The actual legislation that the U.K.’s House of Lords is seeking to amend is niche in the extreme, the Telecommunications Infrastructure (Leasehold Property) Bill sets the rules for internet connections piped into apartment blocks, of all things. But it is being used as an expedient convenience. According to the media reports, the government is now scrabbling to avoid defeat.
There are a whole series of intricacies and ironies in this latest development. For example, citing human rights as opposed to U.S. security concerns will be a much more populist move, one more likely to coral cross-party support. It also changes the politics for a U.K. government caught between threats from both Washington and Beijing, pulling an under-pressure country in two opposite directions.

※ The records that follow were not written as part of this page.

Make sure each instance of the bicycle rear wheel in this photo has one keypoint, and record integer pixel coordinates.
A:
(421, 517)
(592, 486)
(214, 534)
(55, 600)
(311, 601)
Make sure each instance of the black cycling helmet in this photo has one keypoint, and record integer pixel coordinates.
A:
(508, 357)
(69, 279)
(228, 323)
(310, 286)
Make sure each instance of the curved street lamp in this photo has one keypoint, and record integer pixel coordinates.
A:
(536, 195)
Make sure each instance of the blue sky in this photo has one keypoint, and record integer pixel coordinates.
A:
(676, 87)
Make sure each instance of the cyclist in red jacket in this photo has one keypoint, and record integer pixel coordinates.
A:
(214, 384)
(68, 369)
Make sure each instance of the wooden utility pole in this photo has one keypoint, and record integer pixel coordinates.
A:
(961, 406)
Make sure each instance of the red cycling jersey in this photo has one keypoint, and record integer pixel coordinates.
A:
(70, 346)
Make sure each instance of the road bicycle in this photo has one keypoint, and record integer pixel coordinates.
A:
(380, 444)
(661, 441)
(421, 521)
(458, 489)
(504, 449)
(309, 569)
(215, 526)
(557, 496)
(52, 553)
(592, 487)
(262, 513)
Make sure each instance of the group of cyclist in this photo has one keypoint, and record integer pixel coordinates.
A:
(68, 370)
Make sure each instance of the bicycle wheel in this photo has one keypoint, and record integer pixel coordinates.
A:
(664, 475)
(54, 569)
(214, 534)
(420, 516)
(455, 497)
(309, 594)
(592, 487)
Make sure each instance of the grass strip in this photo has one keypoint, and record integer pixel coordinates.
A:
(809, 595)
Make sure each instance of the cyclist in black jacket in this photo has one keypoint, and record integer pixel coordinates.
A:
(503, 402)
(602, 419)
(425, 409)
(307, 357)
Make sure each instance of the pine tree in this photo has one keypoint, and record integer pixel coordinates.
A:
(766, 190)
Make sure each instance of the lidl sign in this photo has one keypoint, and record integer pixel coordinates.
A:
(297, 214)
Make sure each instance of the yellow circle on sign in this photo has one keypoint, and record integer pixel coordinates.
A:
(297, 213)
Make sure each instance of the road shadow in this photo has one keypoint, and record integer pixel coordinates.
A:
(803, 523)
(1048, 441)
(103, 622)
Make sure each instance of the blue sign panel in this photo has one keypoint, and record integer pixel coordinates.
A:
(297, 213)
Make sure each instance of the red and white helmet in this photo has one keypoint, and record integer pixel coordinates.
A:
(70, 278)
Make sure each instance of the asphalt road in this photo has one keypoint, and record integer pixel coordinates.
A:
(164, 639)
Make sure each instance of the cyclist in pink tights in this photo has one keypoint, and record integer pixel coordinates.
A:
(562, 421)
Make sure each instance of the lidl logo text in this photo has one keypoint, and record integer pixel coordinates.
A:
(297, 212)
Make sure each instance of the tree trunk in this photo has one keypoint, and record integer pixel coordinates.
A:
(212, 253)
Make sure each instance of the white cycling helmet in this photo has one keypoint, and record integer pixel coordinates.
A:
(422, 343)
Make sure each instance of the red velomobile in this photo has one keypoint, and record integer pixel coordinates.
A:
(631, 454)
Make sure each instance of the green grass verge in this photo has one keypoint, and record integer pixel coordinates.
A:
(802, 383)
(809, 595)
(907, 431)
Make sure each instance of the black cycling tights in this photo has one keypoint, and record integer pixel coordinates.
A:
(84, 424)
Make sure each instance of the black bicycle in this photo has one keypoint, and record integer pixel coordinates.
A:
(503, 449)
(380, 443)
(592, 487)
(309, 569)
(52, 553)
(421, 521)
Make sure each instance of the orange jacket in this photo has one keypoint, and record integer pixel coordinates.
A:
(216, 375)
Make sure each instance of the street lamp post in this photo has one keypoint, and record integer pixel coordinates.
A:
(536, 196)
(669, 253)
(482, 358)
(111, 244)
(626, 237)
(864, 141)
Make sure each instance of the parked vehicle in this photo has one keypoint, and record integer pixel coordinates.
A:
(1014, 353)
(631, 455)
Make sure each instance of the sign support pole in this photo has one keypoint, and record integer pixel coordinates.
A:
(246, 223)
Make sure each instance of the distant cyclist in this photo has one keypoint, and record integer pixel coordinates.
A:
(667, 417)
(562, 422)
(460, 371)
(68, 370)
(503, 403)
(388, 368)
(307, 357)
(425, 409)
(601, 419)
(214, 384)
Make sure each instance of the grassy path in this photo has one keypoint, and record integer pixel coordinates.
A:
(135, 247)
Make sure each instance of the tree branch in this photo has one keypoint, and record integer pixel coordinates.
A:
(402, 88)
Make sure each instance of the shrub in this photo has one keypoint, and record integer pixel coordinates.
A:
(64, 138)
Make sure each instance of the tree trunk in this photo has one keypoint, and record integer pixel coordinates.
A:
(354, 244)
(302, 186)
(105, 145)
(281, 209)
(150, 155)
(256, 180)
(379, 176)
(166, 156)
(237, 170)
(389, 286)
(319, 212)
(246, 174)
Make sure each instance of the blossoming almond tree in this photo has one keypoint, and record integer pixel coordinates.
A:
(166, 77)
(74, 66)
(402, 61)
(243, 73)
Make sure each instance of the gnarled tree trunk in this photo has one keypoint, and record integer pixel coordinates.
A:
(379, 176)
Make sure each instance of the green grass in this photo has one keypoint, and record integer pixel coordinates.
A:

Then there is the fact that in blacklisting other Chinese companies, Washington has been much more explicit about Xinjiang than has historically been the case with its campaign against Huawei. This carries a risk for Huawei that millions of consumers in the U.K. and elsewhere may be prompted by the media coverage of human rights allegations to turn away from the brand.
The biggest irony, though, concerns Huawei and its relationship with the Chinese government. One can’t help but assume that Huawei would openly distance itself from Xinjiang if it could. But to do so would publicly snub Beijing, seemingly contradicting the government’s claims that the authoritarian regime is all about counter-terrorism and public safety, and has been misreported overseas. And the U.S. blacklist has heavily increased Huawei’s exposure to its domestic market, significantly reducing its international hedge. It can’t afford to risk that snub.
The U.K.’s 5G network is totemic for Huawei. A cornerstone of its European market, the country is widely regarded as the most expert in dealing with alleged Huawei security concerns. In parallel with this latest move, the U.K. is already studying whether there are any new security concerns emanating from the U.S. denying Huawei access to American chip technology, forcing it to seek alternatives that may introduce new concerns.
But, just as with the U.S. “anger” this week over Huawei’s plans to develop a major R&D facility near the U.K.’s leading Cambridge University, most of this seems to escape any kind of popular concern in the U.K. and more widely in Europe, complicating the politics. Perhaps these human rights claims, ones that have been lurking in the background for years, will be different.
“Foreign governments,” ASPI said last November, “can play a more active role in rejecting those that participate in the Chinese Government’s repressive Xinjiang policies.” That ask is about to see something of an acid test.